There are chapters on Drop Cookies, Bar Cookies, Icebox Cookies, Rolled Cookies and Hand-Formed Cookies. A More! chapter includes recipes for macaroons, crackers, marshmallows and other items that don't necessarily fit into any of the previous categories.

The book includes some of the recipes that I have tried and shared on the blog here, such as Palm Beach Brownies, Pennies From Heaven, Pinwheels, and Positively the Best Chocolate Chip Cookies. The large majority, however, are recipes that I haven't tried so I have my work cut out for me. Some of the ones that I need to try are Mrs. L.B.J's Moonrocks, Norman Rockwell's Oatmeal Wafers, Johnny Appleseed Squares, Lebkuchen, Vienesse Marzipan Bars, Maxines and the list goes on. 

The book contains a foreward by Deb Perelman which was unavailable on the galley. The colorful illustrations are by Alice Oehr, who also did the ones for Happiness is Baking. Maida Heatter's notes on equipment, ingredients and how-to's are included in the preface.

The book appears to be designed exactly like Happiness Is Baking, which has a very attractive layout. My only gripe with it was that it is impossible to keep the book open so you have to use a weight to hold the pages down.

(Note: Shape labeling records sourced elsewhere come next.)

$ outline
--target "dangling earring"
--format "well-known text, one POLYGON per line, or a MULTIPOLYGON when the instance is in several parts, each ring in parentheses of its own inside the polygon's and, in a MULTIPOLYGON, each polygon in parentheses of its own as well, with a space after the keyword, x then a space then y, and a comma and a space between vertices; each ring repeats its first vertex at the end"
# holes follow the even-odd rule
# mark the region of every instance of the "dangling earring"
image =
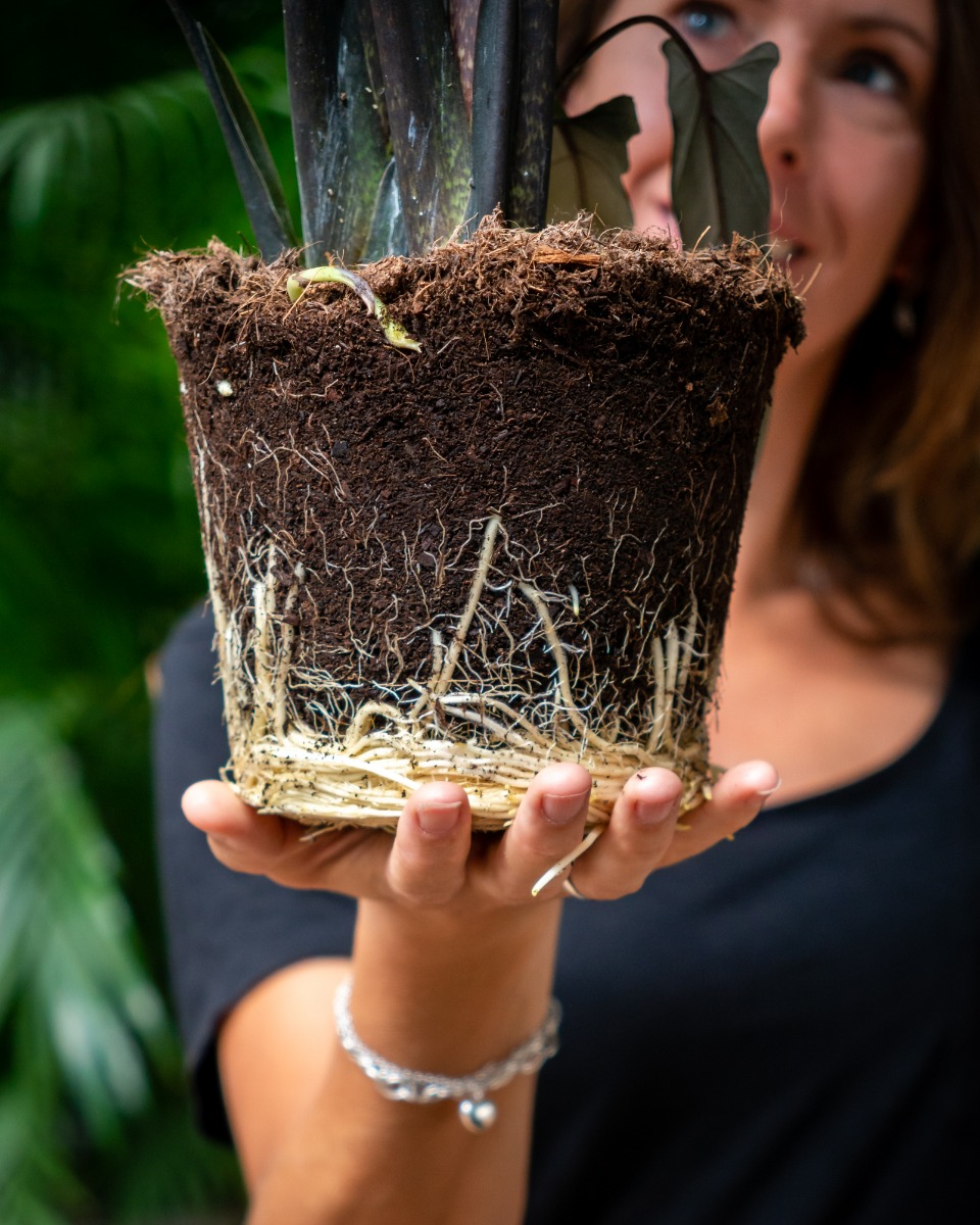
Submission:
POLYGON ((910 341, 919 331, 919 317, 910 298, 899 295, 892 307, 892 326, 903 341, 910 341))

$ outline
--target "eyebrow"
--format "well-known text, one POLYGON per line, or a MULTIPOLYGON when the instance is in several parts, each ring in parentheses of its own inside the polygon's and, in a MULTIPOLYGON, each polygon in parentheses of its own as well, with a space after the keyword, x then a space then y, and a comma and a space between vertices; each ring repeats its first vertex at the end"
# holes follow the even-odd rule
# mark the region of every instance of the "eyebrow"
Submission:
POLYGON ((936 51, 933 40, 929 38, 927 34, 924 34, 922 31, 916 26, 913 26, 911 22, 903 21, 900 17, 893 17, 891 13, 869 13, 867 16, 853 17, 849 26, 859 34, 870 33, 871 31, 891 29, 897 34, 904 34, 927 55, 933 55, 936 51))

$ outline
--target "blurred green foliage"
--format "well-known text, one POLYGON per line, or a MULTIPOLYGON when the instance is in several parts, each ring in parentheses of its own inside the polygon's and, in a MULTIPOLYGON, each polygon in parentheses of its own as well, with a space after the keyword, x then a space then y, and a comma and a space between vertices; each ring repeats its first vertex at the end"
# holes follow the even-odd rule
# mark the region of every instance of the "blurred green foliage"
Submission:
MULTIPOLYGON (((18 9, 4 54, 28 59, 34 21, 44 56, 0 77, 4 1225, 240 1204, 234 1164, 194 1133, 164 1002, 145 674, 205 578, 173 361, 119 274, 249 232, 159 9, 18 9)), ((277 6, 202 9, 219 33, 251 18, 225 40, 292 183, 277 6)))

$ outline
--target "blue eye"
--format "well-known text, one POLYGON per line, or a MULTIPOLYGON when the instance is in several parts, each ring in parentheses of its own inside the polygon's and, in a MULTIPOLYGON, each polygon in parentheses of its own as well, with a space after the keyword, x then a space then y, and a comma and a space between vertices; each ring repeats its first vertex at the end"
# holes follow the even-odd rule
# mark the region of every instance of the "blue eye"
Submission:
POLYGON ((731 32, 731 16, 720 5, 690 4, 682 10, 679 26, 690 38, 724 38, 731 32))
POLYGON ((899 97, 908 88, 905 74, 887 56, 858 55, 845 65, 842 76, 845 81, 860 85, 872 93, 899 97))

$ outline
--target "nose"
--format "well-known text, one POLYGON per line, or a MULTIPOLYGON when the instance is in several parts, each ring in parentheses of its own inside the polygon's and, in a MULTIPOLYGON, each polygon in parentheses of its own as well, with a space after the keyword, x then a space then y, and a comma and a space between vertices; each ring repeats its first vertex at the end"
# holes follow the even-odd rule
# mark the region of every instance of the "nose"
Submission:
POLYGON ((760 152, 771 179, 805 164, 807 131, 813 119, 811 96, 806 56, 801 49, 780 45, 758 124, 760 152))

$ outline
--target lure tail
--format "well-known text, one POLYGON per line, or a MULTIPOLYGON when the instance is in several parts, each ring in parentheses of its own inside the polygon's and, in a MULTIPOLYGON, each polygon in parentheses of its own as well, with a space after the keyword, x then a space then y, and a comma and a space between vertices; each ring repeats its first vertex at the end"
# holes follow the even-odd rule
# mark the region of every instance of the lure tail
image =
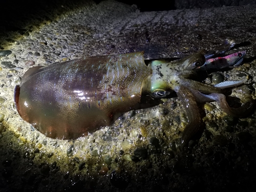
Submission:
POLYGON ((244 59, 244 56, 246 54, 246 52, 243 51, 227 55, 225 57, 208 59, 202 66, 197 68, 197 69, 200 70, 207 70, 238 67, 241 64, 244 59))

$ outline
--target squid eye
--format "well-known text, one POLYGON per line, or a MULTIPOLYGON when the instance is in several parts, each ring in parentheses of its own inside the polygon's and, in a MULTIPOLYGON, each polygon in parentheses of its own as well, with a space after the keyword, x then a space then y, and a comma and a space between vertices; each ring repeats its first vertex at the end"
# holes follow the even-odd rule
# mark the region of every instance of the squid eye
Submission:
POLYGON ((150 95, 154 98, 161 98, 167 96, 170 94, 168 91, 166 91, 164 90, 155 90, 153 93, 152 93, 150 95))

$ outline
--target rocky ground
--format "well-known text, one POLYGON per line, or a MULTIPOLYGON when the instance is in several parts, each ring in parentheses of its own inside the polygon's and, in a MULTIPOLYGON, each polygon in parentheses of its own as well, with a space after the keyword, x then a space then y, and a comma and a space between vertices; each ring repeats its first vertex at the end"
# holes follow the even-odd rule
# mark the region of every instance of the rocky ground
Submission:
POLYGON ((255 98, 255 5, 147 12, 113 1, 60 7, 30 23, 0 26, 1 191, 254 191, 254 112, 238 119, 215 102, 200 105, 205 129, 181 152, 177 141, 187 120, 175 95, 73 140, 35 130, 17 114, 13 95, 32 66, 140 51, 146 59, 181 58, 229 37, 237 45, 229 53, 247 54, 242 66, 217 76, 247 76, 231 95, 255 98))

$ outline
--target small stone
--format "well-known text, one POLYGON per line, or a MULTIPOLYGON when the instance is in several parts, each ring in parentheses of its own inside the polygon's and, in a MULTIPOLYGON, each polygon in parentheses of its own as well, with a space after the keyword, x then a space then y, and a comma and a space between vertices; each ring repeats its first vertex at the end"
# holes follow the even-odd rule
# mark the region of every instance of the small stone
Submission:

Chocolate Is Forever: Classic Cakes, Cookies, Pastries, Pies, Puddings, Candies, Confections, and More  follows the same format and features Maida's chocolate delicacies.  The recipes in this book are compiled from the same titles listed above.

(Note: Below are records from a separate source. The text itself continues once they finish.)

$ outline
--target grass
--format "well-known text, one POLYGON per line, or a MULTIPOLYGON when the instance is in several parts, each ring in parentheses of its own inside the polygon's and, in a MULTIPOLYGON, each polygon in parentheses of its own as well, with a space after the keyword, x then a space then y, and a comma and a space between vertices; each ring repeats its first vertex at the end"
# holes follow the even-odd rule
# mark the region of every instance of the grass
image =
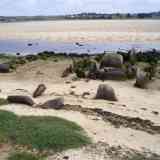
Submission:
POLYGON ((8 101, 4 98, 0 98, 0 106, 8 104, 8 101))
POLYGON ((0 111, 0 142, 29 149, 63 151, 91 143, 77 124, 57 117, 17 117, 0 111))
POLYGON ((22 153, 13 153, 8 157, 8 160, 40 160, 37 156, 22 152, 22 153))

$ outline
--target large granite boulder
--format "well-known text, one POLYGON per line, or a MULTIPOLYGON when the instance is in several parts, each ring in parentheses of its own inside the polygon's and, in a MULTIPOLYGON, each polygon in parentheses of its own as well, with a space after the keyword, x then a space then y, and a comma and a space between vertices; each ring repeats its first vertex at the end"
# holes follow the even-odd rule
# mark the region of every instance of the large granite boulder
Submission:
POLYGON ((99 85, 95 98, 109 100, 109 101, 117 101, 114 89, 107 84, 99 85))

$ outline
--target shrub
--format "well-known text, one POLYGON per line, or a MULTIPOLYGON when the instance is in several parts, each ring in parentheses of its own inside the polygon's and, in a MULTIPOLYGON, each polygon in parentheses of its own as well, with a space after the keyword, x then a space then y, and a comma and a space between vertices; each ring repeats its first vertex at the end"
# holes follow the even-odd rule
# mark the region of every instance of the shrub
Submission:
POLYGON ((0 141, 39 151, 62 151, 91 142, 73 122, 57 117, 17 117, 6 111, 0 111, 0 141))
POLYGON ((22 152, 22 153, 13 153, 8 157, 8 160, 40 160, 38 157, 33 154, 22 152))

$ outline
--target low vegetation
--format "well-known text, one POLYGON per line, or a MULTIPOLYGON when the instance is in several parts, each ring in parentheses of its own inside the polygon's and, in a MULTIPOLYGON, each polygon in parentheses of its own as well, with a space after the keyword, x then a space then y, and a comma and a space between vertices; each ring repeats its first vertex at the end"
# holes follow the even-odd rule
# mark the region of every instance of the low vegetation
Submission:
POLYGON ((8 160, 40 160, 40 158, 33 154, 22 152, 22 153, 12 153, 8 157, 8 160))
POLYGON ((0 98, 0 106, 8 104, 8 101, 4 98, 0 98))
POLYGON ((38 151, 62 151, 91 143, 83 129, 57 117, 18 117, 0 111, 0 142, 38 151))

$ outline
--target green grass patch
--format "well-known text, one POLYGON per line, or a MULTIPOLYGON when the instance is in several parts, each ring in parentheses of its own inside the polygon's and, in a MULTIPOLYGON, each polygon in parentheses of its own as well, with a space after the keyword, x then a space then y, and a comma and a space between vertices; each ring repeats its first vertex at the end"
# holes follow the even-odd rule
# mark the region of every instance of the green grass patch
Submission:
POLYGON ((57 117, 17 117, 0 111, 0 141, 30 149, 62 151, 91 143, 77 124, 57 117))
POLYGON ((22 152, 22 153, 13 153, 8 157, 8 160, 40 160, 37 156, 22 152))
POLYGON ((4 98, 0 98, 0 106, 8 104, 8 101, 4 98))

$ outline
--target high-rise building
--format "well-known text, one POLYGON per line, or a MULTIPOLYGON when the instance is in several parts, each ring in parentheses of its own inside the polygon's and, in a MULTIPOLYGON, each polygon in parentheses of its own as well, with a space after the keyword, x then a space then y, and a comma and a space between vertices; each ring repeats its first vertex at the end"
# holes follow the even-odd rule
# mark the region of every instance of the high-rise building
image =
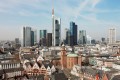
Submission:
POLYGON ((40 30, 40 46, 46 46, 47 30, 40 30))
POLYGON ((52 46, 52 33, 47 33, 47 46, 52 46))
POLYGON ((87 40, 86 40, 86 44, 91 44, 91 37, 89 35, 87 35, 87 40))
POLYGON ((77 25, 70 22, 70 46, 77 45, 77 25))
POLYGON ((37 30, 34 30, 34 44, 37 43, 37 30))
POLYGON ((19 44, 20 41, 19 41, 19 38, 15 38, 15 44, 19 44))
POLYGON ((23 47, 31 46, 31 27, 23 27, 23 47))
POLYGON ((86 43, 87 43, 86 31, 80 30, 79 31, 79 44, 86 44, 86 43))
POLYGON ((52 46, 59 46, 61 42, 61 19, 54 16, 52 9, 52 46))
POLYGON ((68 33, 69 33, 69 29, 65 29, 65 41, 64 41, 64 44, 68 44, 68 39, 69 39, 69 35, 68 35, 68 33))
POLYGON ((31 46, 34 46, 34 31, 31 31, 31 46))
POLYGON ((116 43, 116 29, 110 28, 109 29, 109 44, 116 43))

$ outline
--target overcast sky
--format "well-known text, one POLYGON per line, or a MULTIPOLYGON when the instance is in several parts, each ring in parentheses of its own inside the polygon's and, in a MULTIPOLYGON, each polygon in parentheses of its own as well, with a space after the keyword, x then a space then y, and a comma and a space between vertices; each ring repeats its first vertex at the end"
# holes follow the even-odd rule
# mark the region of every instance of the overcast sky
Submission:
MULTIPOLYGON (((0 40, 20 37, 22 26, 52 32, 52 5, 61 18, 62 35, 70 21, 95 39, 107 37, 108 29, 117 29, 120 39, 120 0, 0 0, 0 40)), ((64 36, 62 36, 64 37, 64 36)))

Chapters include Simple Cakes, Special Occasion Cakes, Cookies & Bars, Pastries, Pies, Puddings & More and Candy, Fudge and Chocolate Drinks. I have made many of these recipes and they include some of my all-time favorites, such as 86-Proof Chocolate Cake, St. Louis Chocolate Layer Cake, Country Fair Chocolate Cake, Frozen Chocolate Mousse and Rocky Roads. But there are also a number that I haven't tried, chief among them are the September 7th Cake, Robert Redford Cake, Queen Mother's Cake, Hungarian Seven Layer Cake, Mocha Velvet, Chocolate Bread and a host of others. Just seeing the list of contents reminds me, that despite blogging her recipes for the past decade, I still have tons of recipes to go!